Abstract
In many practical applications, optimization problems have a demanding limitation on the number of function evaluations that are expensive in terms of time, cost and/or other limited resources. Adaptive differential evolution such as JADE is capable of speeding up the evolutionary search by automatically evolving control parameters to appropriate values. However, as a population-based method by nature, adaptive differential evolution still typically requires a great number of function evaluations, which is a challenge for the increasing computational cost of today’s applications. In general, computational cost increases with the size, complexity and fidelity of the problem model and the large number of function evaluations involved in the optimization process may be cost prohibitive or impractical without high performance computing resources. One promising way to significantly relieve this problem is to utilize computationally cheap surrogate models (i.e., approximate models to the original function) in the evolutionary computation.
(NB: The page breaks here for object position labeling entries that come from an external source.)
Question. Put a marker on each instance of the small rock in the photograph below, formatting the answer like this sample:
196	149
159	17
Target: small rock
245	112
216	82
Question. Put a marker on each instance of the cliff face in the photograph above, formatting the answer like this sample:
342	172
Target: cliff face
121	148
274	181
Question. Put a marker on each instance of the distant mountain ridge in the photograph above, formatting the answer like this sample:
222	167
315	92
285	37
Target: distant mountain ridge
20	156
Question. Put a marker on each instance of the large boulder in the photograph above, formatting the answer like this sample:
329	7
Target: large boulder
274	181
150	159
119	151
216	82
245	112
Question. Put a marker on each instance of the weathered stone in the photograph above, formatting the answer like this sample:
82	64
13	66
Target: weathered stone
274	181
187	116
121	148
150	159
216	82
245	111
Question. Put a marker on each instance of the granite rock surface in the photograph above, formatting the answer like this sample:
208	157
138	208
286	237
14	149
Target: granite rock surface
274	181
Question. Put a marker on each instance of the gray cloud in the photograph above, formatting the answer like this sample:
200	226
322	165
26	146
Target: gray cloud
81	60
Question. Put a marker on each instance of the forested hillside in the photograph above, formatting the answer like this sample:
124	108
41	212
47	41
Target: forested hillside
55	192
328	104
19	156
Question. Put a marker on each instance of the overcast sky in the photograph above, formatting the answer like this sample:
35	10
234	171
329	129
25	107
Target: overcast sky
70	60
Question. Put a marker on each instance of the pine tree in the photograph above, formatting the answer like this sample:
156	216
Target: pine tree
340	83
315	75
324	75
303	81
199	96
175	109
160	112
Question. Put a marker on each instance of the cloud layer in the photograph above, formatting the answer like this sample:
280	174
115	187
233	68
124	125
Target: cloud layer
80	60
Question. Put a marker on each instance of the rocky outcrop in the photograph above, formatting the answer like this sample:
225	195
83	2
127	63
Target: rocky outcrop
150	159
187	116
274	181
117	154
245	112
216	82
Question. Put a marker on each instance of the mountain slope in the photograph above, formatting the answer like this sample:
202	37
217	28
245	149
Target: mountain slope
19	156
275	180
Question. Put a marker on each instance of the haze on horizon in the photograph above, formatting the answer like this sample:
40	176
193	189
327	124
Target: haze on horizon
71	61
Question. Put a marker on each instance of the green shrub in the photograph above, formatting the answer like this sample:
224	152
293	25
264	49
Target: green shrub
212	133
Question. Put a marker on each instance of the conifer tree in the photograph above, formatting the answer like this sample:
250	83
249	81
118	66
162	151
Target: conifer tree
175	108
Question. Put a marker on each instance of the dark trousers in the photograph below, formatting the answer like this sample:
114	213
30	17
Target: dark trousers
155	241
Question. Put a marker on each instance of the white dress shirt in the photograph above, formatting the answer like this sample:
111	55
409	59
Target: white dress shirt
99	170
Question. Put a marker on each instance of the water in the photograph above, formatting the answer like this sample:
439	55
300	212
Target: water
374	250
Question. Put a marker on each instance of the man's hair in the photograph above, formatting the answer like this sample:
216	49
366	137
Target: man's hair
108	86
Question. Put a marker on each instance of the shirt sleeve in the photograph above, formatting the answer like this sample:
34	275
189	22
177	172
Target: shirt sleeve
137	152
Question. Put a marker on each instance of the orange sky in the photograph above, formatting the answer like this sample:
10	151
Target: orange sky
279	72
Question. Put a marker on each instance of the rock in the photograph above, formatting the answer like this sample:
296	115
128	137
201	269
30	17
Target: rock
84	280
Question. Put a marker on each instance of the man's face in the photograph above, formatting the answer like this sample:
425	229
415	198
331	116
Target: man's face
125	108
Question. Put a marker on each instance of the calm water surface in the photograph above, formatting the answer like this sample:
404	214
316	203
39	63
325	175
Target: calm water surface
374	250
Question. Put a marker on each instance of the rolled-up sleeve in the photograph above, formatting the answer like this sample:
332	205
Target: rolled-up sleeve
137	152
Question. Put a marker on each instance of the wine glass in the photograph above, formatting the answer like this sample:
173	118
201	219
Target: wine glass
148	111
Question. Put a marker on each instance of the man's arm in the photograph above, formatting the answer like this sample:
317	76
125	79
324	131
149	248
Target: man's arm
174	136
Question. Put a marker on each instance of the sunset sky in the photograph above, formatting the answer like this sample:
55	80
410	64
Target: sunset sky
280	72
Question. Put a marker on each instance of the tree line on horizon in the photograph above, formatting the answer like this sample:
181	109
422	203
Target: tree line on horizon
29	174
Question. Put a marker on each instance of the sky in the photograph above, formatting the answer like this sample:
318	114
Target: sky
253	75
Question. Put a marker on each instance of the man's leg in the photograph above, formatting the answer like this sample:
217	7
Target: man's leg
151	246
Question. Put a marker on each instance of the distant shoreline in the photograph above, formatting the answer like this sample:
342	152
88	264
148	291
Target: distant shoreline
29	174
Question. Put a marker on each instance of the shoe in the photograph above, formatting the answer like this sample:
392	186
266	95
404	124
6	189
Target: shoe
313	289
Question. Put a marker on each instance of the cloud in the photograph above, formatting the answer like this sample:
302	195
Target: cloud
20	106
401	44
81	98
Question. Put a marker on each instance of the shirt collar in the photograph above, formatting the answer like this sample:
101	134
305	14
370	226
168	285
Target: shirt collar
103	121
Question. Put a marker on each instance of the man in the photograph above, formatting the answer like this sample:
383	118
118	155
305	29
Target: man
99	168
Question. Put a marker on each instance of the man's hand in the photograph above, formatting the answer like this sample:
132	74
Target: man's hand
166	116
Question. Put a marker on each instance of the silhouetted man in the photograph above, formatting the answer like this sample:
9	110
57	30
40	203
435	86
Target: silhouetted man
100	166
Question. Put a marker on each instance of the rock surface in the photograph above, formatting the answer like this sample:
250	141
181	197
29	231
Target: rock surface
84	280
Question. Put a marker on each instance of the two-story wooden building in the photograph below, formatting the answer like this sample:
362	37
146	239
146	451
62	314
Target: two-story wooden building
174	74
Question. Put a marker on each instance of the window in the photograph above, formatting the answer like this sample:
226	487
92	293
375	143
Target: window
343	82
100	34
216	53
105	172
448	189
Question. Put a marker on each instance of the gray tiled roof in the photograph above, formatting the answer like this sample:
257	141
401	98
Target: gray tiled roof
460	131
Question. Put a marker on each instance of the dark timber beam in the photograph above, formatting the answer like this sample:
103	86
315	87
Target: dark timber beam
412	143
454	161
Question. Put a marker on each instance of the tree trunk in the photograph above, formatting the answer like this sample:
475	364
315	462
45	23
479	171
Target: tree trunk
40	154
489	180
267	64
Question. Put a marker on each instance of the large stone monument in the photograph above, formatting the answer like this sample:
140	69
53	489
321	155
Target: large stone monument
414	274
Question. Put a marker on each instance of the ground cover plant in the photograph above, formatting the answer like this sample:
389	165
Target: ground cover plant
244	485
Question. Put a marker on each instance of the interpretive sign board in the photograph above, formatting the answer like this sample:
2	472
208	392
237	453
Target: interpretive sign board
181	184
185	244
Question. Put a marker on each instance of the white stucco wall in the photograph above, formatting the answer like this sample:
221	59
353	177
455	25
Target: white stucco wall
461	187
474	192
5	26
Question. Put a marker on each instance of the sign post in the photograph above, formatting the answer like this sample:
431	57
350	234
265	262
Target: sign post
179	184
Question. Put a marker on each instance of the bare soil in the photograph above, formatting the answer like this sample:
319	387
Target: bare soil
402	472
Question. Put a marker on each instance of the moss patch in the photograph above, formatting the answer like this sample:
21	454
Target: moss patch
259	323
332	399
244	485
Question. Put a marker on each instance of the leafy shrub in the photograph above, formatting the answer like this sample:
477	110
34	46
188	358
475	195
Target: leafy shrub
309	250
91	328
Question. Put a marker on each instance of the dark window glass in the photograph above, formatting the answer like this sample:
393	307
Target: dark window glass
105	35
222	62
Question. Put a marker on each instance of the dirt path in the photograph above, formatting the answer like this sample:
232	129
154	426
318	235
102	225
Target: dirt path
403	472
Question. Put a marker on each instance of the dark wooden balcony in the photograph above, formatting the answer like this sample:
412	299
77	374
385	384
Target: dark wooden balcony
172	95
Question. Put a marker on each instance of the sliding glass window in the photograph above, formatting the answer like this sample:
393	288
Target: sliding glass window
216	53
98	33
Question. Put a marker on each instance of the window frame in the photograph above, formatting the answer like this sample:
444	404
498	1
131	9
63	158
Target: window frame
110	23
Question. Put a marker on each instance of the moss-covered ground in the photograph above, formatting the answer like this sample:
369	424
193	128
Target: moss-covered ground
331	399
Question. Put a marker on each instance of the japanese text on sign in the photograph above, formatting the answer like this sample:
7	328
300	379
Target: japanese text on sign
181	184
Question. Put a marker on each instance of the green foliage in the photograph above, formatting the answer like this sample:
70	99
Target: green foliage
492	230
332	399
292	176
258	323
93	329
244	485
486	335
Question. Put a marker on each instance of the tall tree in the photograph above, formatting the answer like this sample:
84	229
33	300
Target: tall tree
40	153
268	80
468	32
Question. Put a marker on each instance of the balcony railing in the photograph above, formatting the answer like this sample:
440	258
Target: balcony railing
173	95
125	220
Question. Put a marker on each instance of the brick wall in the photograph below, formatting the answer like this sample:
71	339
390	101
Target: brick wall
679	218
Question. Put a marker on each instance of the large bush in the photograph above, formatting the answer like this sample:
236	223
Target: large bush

In this chapter, JADE is extended to address optimization problems with expensive function evaluations by incorporating computationally inexpensive surrogate models and adaptively controlling the level of incorporation according to model accuracy. Radial basis function networks are used to create the surrogate models for the sake of good balance between computational complexity and model accuracy. Experimental results have shown the efficiency of adaptive incorporation of surrogate models in avoiding potential false or premature convergence while significantly reducing the number of original expensive function evaluations.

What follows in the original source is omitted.